Youngone Corp, a Seoul-headquartered original equipment manufacturer (OEM) of garments, opened the order books yesterday for its debut offering of global depository receipts (GDRs) that could raise about $120 million to $130 million, a source said yesterday.
The deal is set to be the first equity deal of size this year in Korea, where the biggest straight equity deal so far has been a $50 million follow-on by Hansol Technics, according to Dealogic.
Youngone, which makes outdoor sportswear, shoes and backpacks for the likes of Nike and North Face, plans to use the proceeds mainly for capital expenditures, for the expansion of manufacturing facilities at different overseas sites, and for general corporate purposes, the source said.

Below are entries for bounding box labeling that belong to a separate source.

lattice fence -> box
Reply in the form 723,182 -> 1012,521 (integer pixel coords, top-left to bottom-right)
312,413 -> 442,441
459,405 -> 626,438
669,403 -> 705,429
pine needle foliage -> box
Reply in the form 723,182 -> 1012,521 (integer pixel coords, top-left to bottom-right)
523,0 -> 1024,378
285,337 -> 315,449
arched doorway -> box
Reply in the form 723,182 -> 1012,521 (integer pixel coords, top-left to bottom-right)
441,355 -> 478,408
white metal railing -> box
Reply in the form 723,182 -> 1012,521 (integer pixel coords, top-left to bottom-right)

Youngone has manufacturing bases around the world, including in Bangladesh, China, Vietnam and El Salvador.
The roadshow started in Hong Kong yesterday, and will take the management to Singapore today and to London on Wednesday. The timetable is not fixed, but the books are expected to close no later than tomorrow (January 30).
The company will issue 3.5 million GDRs and could raise roughly $120 million to $130 million, depending on the final price, the source said. The offering size represents about 8.6% of the existing share capital. GDRs will be listed in Singapore.

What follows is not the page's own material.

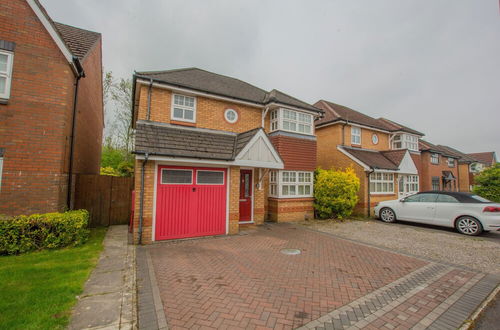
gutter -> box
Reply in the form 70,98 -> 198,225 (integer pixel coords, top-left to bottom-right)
138,153 -> 149,245
366,166 -> 375,217
66,57 -> 85,210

There is no price range for the transaction as the deal is carried out against a live market. The final price will be set at a discount of up to 10% to a reference price that is equal to the volume-weighted average price for a three-day period ending two days before the pricing.

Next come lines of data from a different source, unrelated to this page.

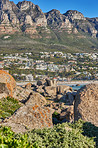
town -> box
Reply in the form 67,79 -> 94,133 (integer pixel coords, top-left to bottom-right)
0,51 -> 98,81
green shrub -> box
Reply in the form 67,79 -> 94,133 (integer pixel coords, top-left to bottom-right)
0,121 -> 95,148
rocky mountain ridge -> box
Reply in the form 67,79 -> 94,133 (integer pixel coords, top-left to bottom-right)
0,0 -> 98,38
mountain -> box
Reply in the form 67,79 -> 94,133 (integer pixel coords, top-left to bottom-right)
0,0 -> 98,51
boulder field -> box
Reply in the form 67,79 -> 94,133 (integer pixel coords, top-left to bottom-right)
0,70 -> 98,133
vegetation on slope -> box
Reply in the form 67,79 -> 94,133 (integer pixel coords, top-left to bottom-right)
0,30 -> 98,53
0,97 -> 20,119
0,120 -> 98,148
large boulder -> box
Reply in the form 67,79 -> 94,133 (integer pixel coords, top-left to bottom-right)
0,70 -> 16,96
57,85 -> 72,94
46,79 -> 57,87
1,104 -> 53,133
44,86 -> 57,97
74,84 -> 98,126
26,92 -> 47,106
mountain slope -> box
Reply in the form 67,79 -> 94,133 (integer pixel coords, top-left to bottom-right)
0,0 -> 98,52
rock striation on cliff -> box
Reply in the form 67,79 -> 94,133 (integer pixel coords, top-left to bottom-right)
0,70 -> 16,96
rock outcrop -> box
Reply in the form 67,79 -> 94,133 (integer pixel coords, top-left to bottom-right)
2,104 -> 53,133
0,70 -> 16,96
74,84 -> 98,126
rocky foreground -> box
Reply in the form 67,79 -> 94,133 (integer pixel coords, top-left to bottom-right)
0,70 -> 98,133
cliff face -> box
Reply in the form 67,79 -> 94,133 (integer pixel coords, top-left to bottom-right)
0,0 -> 98,38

Youngone’s stock ended yesterday’s trading down 1.6% at W37,350, bringing its year-to-date gain to about 13%. The Kospi Index, which was down 0.4% yesterday, has slipped 2.9% since the start of the year.
Credit Suisse is the sole bookrunner for the GDR offering.
After Youngone announced the proposed offering on January 16, KDB Daewoo Securities said in a report that it maintains its “buy” rating on the company due to its sound fundamentals. But it lowered its target price to W40,000, from W44,000, to reflect the expected share dilution from the GDR offering, as well as a downward revision to the 2013 earnings forecasts due to an expected appreciation of the Korean won. The report added that by listing GDRs in Singapore, the stock can be free from overhang issues that tend to arise after a rights offering.
The brokerage said it believes that Youngone will grow alongside other international labels — it is the largest international outdoor-apparel OEM — and projected that its US dollar-denominated revenues will grow at a compound annual growth rate of 14.4% until the end of 2015, aided by strong competitiveness.
The ECM volume in Korea stood at $8.4 billion last year, a decline from $17.5 billion in 2011, according to Dealogic. So far this year, there have been 10 ECM transactions in the country, totalling $492 million, including Lotte Shopping’s $303 million exchangeable bond.